Posted: 19 December 2019

Working with high street stores to keep children safe online

Christmas is just around the corner and young people across the country will abandon their school routines for a couple of weeks.

During this break, children and young people will spend even more time online, chatting with their friends, playing games and browsing their favourite sites. That's why it's especially important to be educated in online safety.

Following on from an event in Wales with Dyfed Powys Police Neighbourhood Policing Team, our prevention programme teamed up with Currys PC World and Bradford Cyber Team from West Yorkshire Police to raise awareness and keep young people safe online. 

How did the project come about?

Through our work, we were seeing the grooming and exploitation of young people online and offline interlinking. Then, as part of a wider education programme around the risks of online exploitaiton, we developed the idea of disseminating safety messages at the point of sale. 
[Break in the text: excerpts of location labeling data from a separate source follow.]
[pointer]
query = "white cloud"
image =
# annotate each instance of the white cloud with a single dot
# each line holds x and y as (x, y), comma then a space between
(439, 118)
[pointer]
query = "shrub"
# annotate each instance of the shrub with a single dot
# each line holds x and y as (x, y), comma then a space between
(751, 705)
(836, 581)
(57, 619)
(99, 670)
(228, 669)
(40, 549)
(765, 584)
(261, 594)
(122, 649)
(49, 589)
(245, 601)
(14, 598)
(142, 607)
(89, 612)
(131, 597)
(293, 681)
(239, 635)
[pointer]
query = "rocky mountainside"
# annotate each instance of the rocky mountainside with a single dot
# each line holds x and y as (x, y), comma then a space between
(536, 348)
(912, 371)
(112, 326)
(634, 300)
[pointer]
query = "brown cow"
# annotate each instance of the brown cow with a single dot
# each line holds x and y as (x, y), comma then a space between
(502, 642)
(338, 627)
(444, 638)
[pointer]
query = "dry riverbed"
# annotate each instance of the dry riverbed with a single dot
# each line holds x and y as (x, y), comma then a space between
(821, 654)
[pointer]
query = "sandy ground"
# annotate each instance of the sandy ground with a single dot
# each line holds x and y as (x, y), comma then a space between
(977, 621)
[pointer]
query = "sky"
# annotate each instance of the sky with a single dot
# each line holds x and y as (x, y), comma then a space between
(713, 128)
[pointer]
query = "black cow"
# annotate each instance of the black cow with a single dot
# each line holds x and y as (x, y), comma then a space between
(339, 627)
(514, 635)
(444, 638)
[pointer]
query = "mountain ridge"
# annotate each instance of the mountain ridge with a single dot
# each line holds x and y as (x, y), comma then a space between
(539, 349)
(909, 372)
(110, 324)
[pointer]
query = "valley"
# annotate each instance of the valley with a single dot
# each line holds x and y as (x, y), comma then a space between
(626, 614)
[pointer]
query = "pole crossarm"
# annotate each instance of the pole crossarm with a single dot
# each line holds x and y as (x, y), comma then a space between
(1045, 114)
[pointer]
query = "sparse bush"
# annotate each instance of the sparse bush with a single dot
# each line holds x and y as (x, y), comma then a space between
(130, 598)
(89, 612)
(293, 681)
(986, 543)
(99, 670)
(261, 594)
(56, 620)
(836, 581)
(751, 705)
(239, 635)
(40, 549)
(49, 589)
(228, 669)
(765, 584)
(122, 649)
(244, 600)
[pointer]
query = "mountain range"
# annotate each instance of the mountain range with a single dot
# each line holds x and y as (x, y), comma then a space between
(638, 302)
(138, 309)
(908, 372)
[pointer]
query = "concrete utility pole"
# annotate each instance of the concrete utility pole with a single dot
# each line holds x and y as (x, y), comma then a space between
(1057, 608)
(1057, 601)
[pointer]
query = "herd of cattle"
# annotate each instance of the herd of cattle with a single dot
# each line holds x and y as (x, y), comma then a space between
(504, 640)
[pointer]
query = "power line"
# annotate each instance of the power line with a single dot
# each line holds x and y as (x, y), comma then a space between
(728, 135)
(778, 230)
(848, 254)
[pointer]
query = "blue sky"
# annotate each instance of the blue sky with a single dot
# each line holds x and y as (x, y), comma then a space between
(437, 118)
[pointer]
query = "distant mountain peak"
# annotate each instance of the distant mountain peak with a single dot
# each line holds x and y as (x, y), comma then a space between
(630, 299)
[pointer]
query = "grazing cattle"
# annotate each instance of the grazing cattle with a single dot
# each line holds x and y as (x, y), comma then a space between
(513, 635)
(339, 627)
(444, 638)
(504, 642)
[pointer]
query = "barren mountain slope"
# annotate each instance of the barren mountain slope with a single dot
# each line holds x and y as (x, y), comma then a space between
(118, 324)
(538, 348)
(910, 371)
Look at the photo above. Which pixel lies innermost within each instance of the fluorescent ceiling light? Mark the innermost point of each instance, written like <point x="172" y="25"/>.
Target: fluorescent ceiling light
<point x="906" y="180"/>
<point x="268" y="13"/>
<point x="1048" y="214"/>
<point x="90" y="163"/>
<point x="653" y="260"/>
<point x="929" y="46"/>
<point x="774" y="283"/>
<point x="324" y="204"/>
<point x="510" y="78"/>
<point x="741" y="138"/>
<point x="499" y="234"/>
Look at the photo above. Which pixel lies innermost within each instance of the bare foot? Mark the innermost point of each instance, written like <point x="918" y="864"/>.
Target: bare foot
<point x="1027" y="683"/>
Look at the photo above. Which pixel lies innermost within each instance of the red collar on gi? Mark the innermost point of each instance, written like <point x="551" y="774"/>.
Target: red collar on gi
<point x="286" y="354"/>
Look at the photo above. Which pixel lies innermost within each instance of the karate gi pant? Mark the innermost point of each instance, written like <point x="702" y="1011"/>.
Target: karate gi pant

PC World are the largest high street retailer of electronic goods in the UK so we approached stores and pitched the idea of a pop-up stall. The Prevention Team then designed and produced a variety of resources, including a 'Z card', for staff to wear in their lanyards. 

What did the project involve?

Working with PC World staff, we encouraged parents, carers, grandparents, aunties, uncles and whoever else to come and talk to us and learn more about online safety. 

Not only did we have some really informative conversations with parents and carers, we also spoke to staff about their role in spreading online safety messages. We hope that staff will take this forward and be mindful of their role in safeguarding children and young people.

Our resources outline ways in which children and young people can be exploited online and offer practical tips on how to keep them safe. For example, if someone is buying a computer game, we encourage them to ask themselves if the content is appropriate for a child, and does the game have online access? By acknowledging the dangers early, we can take important steps in preventing exploitation.

What were the hopes of the project?

We hope that people we spoke to in store will be more conscious of digital safeguarding and take proactive steps to help safeguard children online. From engaging with staff in store and management at PC World, we also believe we have raised awareness of their responsibility to disseminate safeguarding messages.

We'd like to see other electronic retailers to help spread safeguarding messages at the point of sale, and are keen to support those who do. We plan to continue our outreach with PC World In the New Year.